North Korea launched 720 balloons across the world's most heavily militarised border on Saturday night, dropping bombs loaded with plastic bags filled with cigarette butts and other trash into South Korea.
North Korea has been sending around 1,000 garbage balloons across the DMZ since last Tuesday. When the balloons reached South Korean airspace, a timer was set off, releasing plastic bags filled with various types of rubbish, including used pieces of paper and cloth.
South Korea's military denied initial reports that the balloons were carrying human waste, but noted that some of the garbage appeared to be compost.
So far, South Korean officials say “nothing dangerous has been found” in the warheads, but they warned that if North Korea continues its “senseless and irrational provocations,” South Korea will take “all measures that North Korea deems intolerable.”
North Korean officials have suggested blasting K-pop music over loudspeakers along the inter-Korean border, an idea that North Korean leader Kim Jong Un sees as so threatening he once called it a “malignant cancer.”
North Korea has described the naval offensive as a “retaliatory action” and blamed defectors living in South Korea for “scattering leaflets and various filthy things” in border counties in recent days.
Here's what you need to know about this unusual attack:
It's unsettling, but not disruptive.
When South Korea reports an object being launched from North Korea, it is usually a satellite-carrying rocket or a ballistic missile of the kind that North Korea says can carry a nuclear warhead. But North Korea's actions over the past week have been a revival of a Cold War-era tactic: propaganda balloons as psychological warfare.
Last week's balloon attacks caused confusion and public frustration after the government mistakenly warned border residents of an “air raid.”
Many South Koreans have remained calm, seeing the incident as just another annoying prank by North Korea, with photos posted on social media showing the North Korean balloons floating over a city side street littered with trees, farmland and rubbish.
But South Korea's call for people not to touch the balloons and to immediately report them to authorities carried sinister overtones: North Korea is known to have large stockpiles of biological and chemical weapons, which its operatives once used to assassinate Kim Jong-un's estranged half-brother, Kim Jong-nam.
Photos and video footage released by the South Korean military on Sunday showed officers in biohazard and bomb disposal gear inspecting the pile of rubbish.
Balloon races date back several decades.
During the Cold War, North and South Korea waged a psychological war. Each side tried to influence the other's population with propaganda-filled shortwave radio broadcasts. Along the DMZ, loudspeakers blasted propaganda songs at enemy soldiers day and night. Signs urged soldiers to defect to either North Korea's “People's Paradise” or the “free and democratic” South.

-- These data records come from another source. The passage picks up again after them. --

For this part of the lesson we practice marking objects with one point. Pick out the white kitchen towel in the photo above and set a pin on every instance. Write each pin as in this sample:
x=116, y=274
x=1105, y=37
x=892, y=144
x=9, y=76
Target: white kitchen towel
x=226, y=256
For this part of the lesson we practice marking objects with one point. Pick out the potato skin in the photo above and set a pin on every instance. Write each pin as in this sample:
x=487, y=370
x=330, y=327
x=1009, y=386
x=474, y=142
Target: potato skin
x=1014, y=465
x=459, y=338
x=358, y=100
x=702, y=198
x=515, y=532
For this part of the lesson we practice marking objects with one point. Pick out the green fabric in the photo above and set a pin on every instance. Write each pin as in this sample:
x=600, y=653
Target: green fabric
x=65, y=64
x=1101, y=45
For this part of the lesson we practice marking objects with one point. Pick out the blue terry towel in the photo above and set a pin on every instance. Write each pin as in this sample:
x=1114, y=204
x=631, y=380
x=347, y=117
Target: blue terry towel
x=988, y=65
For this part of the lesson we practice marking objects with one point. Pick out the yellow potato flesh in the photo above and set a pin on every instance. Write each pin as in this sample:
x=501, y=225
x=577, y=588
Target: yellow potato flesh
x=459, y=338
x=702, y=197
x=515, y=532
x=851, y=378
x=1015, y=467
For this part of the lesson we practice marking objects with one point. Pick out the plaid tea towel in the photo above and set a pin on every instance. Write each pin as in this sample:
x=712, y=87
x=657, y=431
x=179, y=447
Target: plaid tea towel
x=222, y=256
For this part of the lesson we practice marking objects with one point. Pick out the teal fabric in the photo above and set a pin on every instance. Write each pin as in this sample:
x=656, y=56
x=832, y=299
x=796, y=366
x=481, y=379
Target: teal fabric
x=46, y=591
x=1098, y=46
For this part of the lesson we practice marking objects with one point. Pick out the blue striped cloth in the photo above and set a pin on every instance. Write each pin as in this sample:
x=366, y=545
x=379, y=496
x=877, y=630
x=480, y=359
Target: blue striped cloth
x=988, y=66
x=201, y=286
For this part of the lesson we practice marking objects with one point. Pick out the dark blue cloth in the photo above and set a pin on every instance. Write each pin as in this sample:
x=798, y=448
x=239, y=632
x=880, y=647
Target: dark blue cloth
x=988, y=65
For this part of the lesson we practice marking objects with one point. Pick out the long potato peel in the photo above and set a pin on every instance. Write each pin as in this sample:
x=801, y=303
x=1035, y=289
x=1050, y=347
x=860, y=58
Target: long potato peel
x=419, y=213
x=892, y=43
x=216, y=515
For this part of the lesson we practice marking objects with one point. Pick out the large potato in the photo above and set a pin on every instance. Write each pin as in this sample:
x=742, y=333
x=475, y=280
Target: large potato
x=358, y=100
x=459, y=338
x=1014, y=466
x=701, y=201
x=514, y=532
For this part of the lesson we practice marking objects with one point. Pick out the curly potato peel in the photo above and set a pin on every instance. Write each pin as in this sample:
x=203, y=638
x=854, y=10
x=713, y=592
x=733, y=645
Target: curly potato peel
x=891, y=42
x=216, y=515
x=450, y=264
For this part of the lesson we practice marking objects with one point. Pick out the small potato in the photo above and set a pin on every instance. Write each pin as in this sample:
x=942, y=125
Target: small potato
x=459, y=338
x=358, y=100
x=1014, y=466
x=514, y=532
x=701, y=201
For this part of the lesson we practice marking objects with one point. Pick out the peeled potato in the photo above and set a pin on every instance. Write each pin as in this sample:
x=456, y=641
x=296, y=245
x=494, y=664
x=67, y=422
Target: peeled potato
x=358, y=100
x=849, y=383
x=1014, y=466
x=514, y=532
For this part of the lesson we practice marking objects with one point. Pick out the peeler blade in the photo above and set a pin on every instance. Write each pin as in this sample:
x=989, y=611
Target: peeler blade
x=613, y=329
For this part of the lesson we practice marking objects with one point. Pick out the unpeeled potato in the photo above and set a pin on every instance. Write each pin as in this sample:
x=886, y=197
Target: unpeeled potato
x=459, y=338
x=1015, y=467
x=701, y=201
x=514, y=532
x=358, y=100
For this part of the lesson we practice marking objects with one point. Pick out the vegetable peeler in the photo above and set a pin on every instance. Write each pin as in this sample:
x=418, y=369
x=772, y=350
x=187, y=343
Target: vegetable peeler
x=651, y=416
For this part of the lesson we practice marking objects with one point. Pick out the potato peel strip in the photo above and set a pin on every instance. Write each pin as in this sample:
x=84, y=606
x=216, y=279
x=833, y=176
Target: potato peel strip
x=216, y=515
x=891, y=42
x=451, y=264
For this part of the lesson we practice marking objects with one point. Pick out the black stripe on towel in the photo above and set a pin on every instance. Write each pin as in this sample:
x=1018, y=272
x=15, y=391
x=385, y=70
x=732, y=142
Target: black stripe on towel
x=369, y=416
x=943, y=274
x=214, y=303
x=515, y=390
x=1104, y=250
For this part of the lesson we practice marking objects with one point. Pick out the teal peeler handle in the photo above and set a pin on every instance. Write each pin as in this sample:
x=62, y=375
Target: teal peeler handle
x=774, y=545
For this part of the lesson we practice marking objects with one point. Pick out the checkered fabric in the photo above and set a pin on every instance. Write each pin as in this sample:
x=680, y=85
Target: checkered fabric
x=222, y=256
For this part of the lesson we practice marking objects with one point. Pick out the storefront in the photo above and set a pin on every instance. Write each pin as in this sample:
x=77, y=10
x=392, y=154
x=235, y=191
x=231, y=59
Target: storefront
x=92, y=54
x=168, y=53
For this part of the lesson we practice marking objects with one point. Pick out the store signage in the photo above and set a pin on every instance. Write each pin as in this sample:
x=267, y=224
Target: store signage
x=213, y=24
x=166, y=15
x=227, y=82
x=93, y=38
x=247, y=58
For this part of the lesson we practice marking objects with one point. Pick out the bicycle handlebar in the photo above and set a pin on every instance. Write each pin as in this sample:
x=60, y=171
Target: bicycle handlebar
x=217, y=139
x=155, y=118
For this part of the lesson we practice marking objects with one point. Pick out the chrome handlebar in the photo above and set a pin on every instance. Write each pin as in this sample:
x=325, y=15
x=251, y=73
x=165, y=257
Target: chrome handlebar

Both sides then launched balloons loaded with leaflets into each other's airspace. Millions of leaflets slandering the other's government were scattered across the Korean peninsula, but both countries banned their citizens from reading or possessing them. In South Korea, police rewarded children who found leaflets in the hills and reported them, often with pencils and other school supplies.
But until very recently, balloons from North Korea rarely carried general trash.
The court's ruling allowed the balloons to fly again.
By the 1990s it was clear that the North's propaganda was becoming irrelevant as the South's economy leapt ahead: the South had become a vibrant democracy and a global export powerhouse, while the North suffered chronic food shortages and relied on a personality cult and total information blackout to control its population.
When the leaders of North and South Korea met for the first time in 2000, they agreed to end government-led attempts to influence each other's peoples. But defectors and conservative and Christian activists in the South have continued their information war, sending balloons loaded with small Bibles, transistor radios, essential medicines, computer USB sticks containing K-pop music and dramas, and leaflets calling Kim Jong Un a “pig.”
To them, the bombs contained “truth” and “freedom of expression” to help wake up the North Korean people from their government's brainwashing. But to Pyongyang, they were nothing more than political “filth,” and North Korea's leaders have vowed to retaliate in kind.
Seoul subsequently enacted a law banning the leafleting of North Korea, arguing it would only provoke Pyongyang, but a few years later, in 2023, a court ruled the law unconstitutional, and activists resumed the balloon launches last month.
“We tried what they always do, and I don't understand why they make such a fuss as if they were being hit by a hail of bullets,” Kim Yo Jong, Kim's sister and spokeswoman, said last week. “If they experience how unpleasant and exhausting it is to pick up dirt, they will understand that it is never easy to dare to talk about freedom of expression.”